Le moment des « grands » débats entre les candidats homologués est arrivé. Le premier s’est tenu, réservé à cinq d’entre eux, le 20 mars 2017 sur TF1. Pour savoir ce que d’immenses journalistes en ont retenu et avant d’y revenir, un détour par les semaines qui l’ont précédé n’est pas inutile [1]...

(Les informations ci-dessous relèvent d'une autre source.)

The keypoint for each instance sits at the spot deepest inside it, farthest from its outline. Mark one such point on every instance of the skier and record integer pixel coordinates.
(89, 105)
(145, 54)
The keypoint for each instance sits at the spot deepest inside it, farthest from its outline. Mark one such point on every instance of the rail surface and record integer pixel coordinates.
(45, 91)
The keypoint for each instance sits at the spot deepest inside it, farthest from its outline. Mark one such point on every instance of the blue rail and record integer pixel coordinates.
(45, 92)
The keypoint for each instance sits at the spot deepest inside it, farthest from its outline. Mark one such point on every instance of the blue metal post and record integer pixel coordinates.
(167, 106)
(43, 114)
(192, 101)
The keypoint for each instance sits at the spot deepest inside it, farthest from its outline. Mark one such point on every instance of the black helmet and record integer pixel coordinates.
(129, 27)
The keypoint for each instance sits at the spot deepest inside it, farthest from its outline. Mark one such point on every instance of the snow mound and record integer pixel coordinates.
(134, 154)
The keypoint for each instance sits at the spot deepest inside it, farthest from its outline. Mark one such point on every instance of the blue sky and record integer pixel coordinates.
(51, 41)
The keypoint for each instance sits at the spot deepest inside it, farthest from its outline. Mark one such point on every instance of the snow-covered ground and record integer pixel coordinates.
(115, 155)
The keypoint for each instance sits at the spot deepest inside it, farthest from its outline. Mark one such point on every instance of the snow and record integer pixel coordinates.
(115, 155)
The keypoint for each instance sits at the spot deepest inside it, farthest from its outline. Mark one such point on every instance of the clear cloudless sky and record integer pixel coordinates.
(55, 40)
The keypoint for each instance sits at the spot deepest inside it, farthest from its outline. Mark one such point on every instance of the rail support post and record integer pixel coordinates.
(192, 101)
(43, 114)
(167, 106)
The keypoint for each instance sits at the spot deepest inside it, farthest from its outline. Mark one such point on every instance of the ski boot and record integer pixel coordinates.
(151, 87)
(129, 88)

La presse imprimée est-elle responsable de la déforestation de l’Amazonie ? On peut en douter. Les médias audiovisuels sont-ils coupables des abus de consommation d’électricité ? Ce n’est pas avéré. Mais ce qui est certain en revanche, c’est que des tonnes de papier et des centaines d’heures d’émissions audiovisuelles ont été (et sont encore) consommées pour évoquer les turpitudes et les misères de François Fillon, les « affaires » qui gangrènent les autres candidatures, les mésaventures et les divisions de la « droite et du centre », mais aussi des « socialistes », des « progressistes » et des « patriotes » (du FN) comme on nomme les uns et les autres.

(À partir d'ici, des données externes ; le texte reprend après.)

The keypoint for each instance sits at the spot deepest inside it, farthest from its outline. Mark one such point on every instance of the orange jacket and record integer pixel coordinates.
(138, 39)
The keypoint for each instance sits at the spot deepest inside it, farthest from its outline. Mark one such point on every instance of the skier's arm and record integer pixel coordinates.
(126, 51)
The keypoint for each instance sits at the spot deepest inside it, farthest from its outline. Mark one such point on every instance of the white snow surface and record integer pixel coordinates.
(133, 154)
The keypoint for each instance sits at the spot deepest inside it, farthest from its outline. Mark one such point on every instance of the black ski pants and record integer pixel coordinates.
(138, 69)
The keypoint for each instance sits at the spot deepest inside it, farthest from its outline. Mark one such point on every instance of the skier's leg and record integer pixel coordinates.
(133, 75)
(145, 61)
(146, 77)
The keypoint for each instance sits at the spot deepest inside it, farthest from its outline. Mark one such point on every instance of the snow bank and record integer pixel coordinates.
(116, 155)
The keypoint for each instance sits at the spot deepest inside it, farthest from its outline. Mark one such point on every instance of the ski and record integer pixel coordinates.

Chacune de ces « affaires » et de ces mésaventures offre tous les ingrédients d’un feuilleton, avec ses héros et ses traîtres, ses rebondissements et son intrigue à tiroirs. De quoi nourrir abondamment les discussions de bistrots (il faudrait vérifier…) et les papotages dans les studios des chaînes en continu (vérification faite).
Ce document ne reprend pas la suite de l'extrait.